Well-relaxed atomistic configurations of polydisperse, linear polyethylene (PE) melts, obtained with the end-bridging Monte Carlo algorithm, have been subjected to detailed molecular dynamics simulations in both the canonical (NVE) and microcanonical (NVT) ensembles. Three different systems have been investigated, characterized by mean molecular lengths C24, C78, and C156, and by the same polydispersity index I of about 1.09. Results are presented for the static and (mainly) dynamic properties of these melts at P = 1 atm and T = 450 K. The diffusion coefficient D, determined for various chain lengths, N, is in very good agreement with experimentally measured values.

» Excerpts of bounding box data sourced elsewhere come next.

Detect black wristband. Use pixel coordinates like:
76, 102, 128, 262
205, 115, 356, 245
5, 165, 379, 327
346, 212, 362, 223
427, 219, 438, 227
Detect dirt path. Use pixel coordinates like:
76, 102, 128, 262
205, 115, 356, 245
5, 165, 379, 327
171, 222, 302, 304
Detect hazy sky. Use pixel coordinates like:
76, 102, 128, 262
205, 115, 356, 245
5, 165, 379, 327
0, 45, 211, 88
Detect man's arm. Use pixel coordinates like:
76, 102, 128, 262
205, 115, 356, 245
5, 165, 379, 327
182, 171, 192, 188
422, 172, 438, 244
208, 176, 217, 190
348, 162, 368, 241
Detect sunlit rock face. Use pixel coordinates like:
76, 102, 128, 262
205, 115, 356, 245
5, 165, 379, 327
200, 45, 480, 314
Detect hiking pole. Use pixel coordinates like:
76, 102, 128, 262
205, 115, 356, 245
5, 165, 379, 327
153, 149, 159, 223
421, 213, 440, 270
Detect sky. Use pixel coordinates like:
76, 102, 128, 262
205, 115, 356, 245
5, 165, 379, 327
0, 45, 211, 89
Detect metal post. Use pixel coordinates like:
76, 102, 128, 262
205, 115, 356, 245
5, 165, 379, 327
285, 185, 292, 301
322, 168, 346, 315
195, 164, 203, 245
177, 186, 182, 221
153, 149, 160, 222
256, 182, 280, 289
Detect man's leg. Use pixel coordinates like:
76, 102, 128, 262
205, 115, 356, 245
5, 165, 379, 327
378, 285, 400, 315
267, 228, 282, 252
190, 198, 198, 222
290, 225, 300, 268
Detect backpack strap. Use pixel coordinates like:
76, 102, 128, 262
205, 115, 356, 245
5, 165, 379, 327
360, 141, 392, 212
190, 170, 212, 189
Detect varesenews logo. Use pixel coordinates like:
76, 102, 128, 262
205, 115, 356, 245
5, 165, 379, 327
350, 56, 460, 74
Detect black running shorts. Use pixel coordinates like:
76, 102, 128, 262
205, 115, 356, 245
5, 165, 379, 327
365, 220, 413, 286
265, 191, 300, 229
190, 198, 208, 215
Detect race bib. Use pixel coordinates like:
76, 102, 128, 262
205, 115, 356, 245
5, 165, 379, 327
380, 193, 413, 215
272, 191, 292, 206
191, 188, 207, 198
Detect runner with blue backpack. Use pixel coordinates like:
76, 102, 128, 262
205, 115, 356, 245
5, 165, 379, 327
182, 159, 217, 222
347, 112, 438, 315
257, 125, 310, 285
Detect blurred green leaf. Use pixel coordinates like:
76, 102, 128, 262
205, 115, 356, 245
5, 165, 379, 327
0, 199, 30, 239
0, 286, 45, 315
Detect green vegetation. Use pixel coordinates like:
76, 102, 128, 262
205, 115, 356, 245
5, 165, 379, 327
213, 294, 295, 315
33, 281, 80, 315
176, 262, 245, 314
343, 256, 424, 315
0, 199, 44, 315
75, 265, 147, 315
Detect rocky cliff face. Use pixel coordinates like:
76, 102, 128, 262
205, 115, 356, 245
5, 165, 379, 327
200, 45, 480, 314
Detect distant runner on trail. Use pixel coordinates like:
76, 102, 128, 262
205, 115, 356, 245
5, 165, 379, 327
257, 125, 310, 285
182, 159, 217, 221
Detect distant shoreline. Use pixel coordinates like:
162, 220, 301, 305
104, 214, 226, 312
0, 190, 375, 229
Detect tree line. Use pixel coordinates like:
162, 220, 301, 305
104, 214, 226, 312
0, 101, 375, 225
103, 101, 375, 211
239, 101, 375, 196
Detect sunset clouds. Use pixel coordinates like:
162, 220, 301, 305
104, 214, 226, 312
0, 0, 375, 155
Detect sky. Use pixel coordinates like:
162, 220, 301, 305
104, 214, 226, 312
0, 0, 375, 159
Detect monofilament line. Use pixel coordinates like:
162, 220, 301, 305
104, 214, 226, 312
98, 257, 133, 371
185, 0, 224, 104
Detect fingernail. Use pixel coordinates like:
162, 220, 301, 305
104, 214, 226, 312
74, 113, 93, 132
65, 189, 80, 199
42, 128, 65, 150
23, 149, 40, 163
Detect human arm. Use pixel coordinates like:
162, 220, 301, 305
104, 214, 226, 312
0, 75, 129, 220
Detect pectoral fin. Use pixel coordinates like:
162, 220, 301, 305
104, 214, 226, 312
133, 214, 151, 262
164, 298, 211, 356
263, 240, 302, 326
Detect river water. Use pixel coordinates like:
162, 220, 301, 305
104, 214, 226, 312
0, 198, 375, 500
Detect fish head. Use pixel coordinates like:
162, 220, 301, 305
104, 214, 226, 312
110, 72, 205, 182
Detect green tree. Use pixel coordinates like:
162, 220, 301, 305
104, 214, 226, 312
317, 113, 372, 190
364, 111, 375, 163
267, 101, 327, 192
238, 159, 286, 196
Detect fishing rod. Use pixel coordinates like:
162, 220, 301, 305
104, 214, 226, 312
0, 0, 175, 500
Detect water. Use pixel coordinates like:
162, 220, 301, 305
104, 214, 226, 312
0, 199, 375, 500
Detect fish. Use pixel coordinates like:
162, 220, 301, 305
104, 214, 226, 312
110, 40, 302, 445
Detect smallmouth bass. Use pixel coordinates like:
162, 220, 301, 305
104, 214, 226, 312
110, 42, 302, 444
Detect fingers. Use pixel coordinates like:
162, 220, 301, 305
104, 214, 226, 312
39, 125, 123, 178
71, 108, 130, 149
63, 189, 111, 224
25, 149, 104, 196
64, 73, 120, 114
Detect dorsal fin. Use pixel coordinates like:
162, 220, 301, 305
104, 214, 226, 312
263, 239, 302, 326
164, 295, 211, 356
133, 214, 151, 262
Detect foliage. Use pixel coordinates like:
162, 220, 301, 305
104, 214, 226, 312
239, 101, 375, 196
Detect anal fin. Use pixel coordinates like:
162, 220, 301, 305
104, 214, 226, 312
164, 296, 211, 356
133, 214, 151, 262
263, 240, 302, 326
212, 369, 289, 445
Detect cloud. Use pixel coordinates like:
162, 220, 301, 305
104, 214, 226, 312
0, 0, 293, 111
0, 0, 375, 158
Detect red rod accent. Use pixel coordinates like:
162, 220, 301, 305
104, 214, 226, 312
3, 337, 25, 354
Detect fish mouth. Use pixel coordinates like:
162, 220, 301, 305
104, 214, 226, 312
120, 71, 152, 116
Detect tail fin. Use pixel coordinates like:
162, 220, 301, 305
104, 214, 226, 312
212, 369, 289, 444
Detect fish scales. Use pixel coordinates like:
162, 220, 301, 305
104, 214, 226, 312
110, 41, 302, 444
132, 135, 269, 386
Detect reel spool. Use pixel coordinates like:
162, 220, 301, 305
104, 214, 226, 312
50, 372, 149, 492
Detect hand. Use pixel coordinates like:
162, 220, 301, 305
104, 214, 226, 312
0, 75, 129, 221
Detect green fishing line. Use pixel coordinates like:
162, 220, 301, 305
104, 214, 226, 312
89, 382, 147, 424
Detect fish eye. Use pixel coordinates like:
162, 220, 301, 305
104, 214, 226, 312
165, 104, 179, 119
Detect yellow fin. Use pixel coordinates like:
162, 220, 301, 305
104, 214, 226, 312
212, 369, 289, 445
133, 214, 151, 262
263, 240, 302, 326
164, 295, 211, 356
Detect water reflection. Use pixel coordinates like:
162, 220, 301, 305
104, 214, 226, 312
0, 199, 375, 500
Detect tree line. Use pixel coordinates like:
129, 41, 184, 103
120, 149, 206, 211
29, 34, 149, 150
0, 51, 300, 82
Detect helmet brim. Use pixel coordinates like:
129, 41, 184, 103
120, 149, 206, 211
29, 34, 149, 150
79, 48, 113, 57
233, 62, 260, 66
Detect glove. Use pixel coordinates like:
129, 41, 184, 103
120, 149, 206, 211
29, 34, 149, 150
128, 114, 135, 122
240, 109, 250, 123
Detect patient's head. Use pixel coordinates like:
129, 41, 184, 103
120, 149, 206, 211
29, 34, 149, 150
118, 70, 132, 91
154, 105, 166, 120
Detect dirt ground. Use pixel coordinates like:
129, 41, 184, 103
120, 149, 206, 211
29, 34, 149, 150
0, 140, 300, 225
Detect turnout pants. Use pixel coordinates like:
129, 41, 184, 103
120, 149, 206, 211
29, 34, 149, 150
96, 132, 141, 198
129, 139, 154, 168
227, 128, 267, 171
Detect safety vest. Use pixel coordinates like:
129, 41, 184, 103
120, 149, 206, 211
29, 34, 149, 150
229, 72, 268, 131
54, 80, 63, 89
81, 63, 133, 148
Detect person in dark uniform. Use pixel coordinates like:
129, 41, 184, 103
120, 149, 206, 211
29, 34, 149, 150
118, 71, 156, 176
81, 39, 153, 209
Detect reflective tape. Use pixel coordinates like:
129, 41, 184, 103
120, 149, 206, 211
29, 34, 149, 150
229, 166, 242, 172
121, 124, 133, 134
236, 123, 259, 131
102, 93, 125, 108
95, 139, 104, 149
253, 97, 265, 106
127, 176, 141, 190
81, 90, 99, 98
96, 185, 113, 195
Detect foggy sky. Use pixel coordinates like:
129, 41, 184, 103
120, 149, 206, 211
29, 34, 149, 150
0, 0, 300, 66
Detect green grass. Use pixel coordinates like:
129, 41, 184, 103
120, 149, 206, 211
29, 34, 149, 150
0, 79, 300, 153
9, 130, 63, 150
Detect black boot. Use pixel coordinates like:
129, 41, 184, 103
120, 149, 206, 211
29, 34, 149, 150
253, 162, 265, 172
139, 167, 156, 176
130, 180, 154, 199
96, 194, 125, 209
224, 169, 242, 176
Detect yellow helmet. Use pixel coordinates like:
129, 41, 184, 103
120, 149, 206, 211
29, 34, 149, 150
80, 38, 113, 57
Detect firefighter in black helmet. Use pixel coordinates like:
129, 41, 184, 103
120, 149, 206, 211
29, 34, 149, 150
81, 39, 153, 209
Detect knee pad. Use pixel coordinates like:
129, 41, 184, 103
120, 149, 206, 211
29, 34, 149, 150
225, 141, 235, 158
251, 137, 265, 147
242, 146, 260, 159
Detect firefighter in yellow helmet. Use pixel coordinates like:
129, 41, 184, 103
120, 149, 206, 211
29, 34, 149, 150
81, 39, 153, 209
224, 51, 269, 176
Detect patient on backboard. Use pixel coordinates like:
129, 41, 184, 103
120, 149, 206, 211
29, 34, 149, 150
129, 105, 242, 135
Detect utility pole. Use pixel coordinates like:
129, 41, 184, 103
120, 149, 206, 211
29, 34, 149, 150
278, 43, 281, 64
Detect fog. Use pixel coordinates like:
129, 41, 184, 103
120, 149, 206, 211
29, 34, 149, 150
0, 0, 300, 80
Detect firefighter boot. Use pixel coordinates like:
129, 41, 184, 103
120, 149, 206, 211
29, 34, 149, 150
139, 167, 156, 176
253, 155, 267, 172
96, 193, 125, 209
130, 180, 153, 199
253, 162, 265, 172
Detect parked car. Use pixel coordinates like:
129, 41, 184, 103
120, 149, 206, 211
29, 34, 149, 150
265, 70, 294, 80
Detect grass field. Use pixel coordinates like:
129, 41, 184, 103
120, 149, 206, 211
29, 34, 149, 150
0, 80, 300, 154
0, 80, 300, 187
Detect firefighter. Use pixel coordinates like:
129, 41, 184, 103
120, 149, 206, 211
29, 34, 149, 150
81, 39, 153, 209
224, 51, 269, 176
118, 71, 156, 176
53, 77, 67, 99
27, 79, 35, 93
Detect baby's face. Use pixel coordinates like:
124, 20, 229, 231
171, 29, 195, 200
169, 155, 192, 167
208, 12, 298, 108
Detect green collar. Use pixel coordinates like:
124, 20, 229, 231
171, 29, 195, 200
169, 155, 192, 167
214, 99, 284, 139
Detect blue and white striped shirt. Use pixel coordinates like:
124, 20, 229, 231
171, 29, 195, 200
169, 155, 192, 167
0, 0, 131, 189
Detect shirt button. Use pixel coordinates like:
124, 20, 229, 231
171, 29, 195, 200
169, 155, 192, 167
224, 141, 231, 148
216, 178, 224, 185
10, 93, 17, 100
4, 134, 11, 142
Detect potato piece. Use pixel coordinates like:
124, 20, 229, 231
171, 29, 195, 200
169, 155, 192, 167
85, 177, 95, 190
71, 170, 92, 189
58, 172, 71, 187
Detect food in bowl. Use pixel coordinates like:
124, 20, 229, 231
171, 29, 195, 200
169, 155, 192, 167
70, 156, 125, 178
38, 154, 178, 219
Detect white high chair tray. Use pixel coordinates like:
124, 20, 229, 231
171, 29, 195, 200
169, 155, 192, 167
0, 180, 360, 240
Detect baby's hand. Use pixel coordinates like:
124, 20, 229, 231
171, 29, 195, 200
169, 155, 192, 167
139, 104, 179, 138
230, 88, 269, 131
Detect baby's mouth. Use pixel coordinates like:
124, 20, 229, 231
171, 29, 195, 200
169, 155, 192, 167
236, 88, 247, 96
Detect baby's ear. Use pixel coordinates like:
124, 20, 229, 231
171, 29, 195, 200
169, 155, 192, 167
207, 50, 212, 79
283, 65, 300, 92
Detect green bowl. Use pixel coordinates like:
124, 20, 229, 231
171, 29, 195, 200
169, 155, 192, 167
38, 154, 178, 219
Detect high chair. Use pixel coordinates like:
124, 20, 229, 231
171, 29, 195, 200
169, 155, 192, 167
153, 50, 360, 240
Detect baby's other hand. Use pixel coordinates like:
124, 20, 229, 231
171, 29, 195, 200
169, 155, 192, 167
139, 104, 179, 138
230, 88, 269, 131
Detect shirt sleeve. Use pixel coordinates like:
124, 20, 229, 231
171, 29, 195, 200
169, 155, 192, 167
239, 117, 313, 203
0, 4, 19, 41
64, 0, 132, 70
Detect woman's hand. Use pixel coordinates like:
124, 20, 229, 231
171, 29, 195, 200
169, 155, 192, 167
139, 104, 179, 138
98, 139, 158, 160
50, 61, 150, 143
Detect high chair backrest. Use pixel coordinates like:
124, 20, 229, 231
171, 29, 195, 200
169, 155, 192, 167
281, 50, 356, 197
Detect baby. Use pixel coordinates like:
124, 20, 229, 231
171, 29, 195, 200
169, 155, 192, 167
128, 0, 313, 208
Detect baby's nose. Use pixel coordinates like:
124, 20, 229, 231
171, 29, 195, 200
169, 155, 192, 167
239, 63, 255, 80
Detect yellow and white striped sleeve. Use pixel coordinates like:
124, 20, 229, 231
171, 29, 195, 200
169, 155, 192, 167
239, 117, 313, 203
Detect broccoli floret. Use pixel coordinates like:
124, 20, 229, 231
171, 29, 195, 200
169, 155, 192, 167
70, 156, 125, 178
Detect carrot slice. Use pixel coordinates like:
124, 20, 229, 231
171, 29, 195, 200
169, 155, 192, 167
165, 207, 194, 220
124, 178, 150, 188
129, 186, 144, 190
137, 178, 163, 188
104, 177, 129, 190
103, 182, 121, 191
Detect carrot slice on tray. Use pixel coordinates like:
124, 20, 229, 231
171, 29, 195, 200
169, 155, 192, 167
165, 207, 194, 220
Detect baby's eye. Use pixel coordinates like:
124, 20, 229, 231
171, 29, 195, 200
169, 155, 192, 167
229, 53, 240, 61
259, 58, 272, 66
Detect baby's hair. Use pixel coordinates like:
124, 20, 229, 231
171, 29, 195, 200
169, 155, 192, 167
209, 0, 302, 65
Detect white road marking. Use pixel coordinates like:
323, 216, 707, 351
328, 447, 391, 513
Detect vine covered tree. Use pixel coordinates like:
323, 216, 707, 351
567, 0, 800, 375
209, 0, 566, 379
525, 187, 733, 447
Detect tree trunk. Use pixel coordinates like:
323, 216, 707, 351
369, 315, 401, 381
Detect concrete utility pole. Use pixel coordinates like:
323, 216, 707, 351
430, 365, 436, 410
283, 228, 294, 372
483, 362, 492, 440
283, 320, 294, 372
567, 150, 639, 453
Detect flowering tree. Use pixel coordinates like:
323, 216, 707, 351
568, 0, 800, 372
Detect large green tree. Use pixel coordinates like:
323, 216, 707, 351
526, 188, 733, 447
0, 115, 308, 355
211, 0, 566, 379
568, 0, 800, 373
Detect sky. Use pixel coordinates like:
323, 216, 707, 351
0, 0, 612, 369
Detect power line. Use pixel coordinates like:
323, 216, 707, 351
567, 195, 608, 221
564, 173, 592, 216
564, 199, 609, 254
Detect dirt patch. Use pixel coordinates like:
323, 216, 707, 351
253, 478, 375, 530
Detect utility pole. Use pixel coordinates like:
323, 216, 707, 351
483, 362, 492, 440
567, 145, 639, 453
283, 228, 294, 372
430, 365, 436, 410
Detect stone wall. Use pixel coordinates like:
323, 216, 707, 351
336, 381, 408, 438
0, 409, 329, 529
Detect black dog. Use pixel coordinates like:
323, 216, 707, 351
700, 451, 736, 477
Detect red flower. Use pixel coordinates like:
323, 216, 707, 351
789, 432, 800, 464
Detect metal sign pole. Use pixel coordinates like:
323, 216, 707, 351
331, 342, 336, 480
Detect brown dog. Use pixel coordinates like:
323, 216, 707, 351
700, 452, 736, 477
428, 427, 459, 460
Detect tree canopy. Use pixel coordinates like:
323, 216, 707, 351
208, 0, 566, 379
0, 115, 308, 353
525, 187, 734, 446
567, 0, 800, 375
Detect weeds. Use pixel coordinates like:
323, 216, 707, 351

The friction coefficient ζ D is extracted from D by invoking the Rouse model; it is seen to increase from a relatively small value characteristic of short alkanes to a chain-length-independent plateau, reached in a region of N = 60−80. The friction coefficient ζτ is also obtained by analyzing the decay of the time autocorrelation function for the normal modes X p at various chain lengths; the values thus extracted are consistent with those obtained from D for N above 40. Although the decay of the autocorrelation function of the end-to-end vector is very well described by the Rouse model, individual Rouse modes show some deviation from theoretical predictions. Even for chains sufficiently long to be in the asymptotic ζ regime, only the first two normal modes fully conform to Rouse theory in terms of their squared amplitudes and correlation times. Zero-shear viscosities computed from ζ D values by means of the Rouse model are in excellent agreement with available experimental data for N = 90.